Study Stacks MySQL, MapReduce and Hive

Many small and medium sized businesses would like to get in on the big data game but do not have the resources to implement parallel database management systems. That being the case, which relational database management system would provide small businesses the highest performance?

This question was asked and answered by Marissa Hollingsworth of Boise State University in a graduate case study that compared the performance rates of MySQL, Hadoop MapReduce, and Hive at scales no larger than nine gigabytes.

Hollingsworth also used only relational data, such as payment information, which stands to reason since anything more would require a parallel system. “This experiment,” said Hollingsworth “involved a payment history analysis which considers customer, account, and transaction data for predictive analytics.”

The case study, the full text of which can be found here, concluded that MapReduce would beat out MySQL and Hive for datasets larger than one gigabyte. As Hollingsworth wrote, “The results show that the single server MySQL solution performs best for trial sizes ranging from 200MB to 1GB, but does not scale well beyond that. MapReduce outperforms MySQL on data sets larger than 1GB and Hive outperforms MySQL on sets larger than 2GB.”

Hollingsworth ran her tests on sample data provided to her by what she calls “CompanyX,” a software company near Boise that wished to remain anonymous. Along with being a computer science graduate student at Boise State, Hollingsworth works for HP Indigo as a Software Design Engineer. It is possible that Hollingsworth was able to obtain this data as a result of working for HP Indigo, but that matters little.

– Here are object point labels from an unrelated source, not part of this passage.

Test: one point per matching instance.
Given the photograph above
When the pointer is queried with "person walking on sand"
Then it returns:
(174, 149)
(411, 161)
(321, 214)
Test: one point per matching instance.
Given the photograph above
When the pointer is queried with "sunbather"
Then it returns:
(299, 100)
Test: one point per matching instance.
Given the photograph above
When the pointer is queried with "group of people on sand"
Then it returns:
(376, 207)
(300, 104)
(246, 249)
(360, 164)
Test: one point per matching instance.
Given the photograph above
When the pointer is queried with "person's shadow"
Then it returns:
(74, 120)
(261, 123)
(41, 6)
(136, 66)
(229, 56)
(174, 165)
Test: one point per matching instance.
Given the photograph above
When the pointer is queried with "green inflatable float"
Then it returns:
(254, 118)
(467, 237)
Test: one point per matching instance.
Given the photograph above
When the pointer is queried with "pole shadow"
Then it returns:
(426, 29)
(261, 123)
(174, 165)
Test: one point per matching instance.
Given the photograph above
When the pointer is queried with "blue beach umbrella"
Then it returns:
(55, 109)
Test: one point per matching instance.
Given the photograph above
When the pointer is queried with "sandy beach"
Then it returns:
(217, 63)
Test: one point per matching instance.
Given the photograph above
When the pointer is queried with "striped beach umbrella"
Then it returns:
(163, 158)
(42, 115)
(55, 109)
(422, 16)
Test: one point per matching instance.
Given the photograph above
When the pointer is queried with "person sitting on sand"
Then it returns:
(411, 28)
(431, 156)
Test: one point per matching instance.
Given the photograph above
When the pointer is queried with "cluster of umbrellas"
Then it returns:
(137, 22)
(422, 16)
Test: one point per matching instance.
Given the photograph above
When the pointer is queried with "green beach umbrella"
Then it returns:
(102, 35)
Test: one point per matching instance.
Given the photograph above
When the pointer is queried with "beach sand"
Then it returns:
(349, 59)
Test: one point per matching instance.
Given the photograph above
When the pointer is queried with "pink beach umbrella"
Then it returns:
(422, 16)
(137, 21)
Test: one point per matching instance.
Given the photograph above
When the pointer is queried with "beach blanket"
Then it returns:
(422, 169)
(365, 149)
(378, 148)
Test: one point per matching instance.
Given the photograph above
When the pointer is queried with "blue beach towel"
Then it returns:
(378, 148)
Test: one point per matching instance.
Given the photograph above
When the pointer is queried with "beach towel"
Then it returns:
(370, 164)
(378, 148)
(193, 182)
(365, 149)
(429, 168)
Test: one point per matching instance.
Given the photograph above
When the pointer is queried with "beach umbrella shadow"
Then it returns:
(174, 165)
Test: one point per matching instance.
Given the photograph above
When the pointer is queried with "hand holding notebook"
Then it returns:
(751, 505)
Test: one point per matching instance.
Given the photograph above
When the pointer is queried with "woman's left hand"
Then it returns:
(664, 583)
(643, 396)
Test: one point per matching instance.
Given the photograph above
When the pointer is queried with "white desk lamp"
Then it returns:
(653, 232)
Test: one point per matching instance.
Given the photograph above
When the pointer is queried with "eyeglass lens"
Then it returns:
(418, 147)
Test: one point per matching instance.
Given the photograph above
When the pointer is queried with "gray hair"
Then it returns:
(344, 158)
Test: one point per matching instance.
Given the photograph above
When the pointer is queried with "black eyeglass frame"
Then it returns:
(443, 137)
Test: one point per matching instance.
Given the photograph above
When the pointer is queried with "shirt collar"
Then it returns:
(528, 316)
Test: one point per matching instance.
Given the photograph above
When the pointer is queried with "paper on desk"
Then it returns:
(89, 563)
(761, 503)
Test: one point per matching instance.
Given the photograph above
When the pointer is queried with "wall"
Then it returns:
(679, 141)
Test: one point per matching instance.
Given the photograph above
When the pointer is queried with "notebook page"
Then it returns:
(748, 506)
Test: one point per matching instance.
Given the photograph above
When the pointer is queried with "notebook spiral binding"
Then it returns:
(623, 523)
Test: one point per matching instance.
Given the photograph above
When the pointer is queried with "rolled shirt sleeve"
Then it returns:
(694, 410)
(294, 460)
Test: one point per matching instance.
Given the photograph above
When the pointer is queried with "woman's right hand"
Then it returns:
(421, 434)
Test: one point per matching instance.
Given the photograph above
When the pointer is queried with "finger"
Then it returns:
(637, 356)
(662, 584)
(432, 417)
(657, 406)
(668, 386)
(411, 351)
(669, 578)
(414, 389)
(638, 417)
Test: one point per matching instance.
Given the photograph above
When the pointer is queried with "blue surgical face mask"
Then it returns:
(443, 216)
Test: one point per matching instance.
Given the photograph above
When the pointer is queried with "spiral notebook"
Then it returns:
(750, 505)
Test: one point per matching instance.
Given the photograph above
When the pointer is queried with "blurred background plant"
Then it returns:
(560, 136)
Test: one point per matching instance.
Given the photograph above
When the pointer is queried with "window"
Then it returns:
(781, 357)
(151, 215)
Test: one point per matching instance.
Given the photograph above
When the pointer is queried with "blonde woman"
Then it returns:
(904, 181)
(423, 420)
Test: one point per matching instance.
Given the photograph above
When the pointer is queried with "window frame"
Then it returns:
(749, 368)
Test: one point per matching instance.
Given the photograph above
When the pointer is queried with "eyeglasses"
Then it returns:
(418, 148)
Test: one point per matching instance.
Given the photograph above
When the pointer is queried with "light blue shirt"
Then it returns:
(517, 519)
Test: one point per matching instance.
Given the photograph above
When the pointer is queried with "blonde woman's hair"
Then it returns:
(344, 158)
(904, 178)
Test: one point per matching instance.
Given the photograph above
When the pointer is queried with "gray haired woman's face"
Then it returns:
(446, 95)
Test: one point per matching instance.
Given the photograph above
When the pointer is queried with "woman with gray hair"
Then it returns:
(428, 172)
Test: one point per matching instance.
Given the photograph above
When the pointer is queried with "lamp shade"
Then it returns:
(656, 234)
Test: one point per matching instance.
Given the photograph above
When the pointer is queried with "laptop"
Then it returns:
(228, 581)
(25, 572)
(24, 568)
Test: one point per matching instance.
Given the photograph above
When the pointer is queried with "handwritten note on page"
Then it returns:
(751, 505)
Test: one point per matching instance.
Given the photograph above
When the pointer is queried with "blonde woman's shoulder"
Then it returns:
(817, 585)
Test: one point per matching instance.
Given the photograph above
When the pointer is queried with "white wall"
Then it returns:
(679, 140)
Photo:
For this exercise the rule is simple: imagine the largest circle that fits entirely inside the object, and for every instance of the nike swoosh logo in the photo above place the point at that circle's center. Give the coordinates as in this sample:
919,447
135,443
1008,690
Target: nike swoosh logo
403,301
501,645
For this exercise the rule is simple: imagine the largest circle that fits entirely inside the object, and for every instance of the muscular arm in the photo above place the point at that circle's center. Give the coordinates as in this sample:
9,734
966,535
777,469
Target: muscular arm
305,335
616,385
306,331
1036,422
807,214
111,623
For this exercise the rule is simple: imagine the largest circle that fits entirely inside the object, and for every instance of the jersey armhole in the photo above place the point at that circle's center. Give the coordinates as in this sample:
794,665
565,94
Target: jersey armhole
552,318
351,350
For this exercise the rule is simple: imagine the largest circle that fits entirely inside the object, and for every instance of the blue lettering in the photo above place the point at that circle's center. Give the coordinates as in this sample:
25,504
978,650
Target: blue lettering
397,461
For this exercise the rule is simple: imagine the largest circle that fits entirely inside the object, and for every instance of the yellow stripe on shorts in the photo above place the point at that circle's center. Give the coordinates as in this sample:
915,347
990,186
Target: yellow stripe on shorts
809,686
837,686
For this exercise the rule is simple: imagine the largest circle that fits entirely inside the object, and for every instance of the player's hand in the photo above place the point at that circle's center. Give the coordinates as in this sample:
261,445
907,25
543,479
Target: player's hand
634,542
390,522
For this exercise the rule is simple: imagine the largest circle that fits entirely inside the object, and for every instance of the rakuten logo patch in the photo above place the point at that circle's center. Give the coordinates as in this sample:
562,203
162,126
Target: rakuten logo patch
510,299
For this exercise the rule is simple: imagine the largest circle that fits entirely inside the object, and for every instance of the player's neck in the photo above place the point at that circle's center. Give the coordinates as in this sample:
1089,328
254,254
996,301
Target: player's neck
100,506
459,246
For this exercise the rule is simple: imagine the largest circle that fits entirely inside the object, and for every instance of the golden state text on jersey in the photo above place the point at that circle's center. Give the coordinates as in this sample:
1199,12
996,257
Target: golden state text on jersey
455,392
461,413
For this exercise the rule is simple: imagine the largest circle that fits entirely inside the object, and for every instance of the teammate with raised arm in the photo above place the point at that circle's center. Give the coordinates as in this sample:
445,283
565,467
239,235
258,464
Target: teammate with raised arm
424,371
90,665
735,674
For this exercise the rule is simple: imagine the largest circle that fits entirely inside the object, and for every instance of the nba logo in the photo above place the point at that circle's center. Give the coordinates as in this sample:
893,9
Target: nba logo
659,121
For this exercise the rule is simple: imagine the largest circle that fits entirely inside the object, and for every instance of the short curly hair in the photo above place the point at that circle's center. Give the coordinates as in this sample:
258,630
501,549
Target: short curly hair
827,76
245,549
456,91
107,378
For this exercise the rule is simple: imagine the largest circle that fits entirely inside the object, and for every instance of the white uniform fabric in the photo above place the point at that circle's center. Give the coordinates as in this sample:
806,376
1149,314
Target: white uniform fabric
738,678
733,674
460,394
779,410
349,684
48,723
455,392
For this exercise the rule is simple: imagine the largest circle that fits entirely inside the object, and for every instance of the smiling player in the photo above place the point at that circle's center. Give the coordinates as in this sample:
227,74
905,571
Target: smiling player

CompanyX’s motivation is that they want to perform predictive analytics on their payment information. One benefit of this is that they, like everyone else, have customers are consistently late with their payments. CompanyX automatically hires out a collection agency to follow up on late and delinquent charges, a collection agency that CompanyX has to pay per inquiry. If CompanyX can identify customers who may always pay late but do always pay, they would not have to ask the collection agency to inquire about that customer. It is unclear if those saved expenses would cover the cost of implementing a predictive analytics system, but there are other benefits as well.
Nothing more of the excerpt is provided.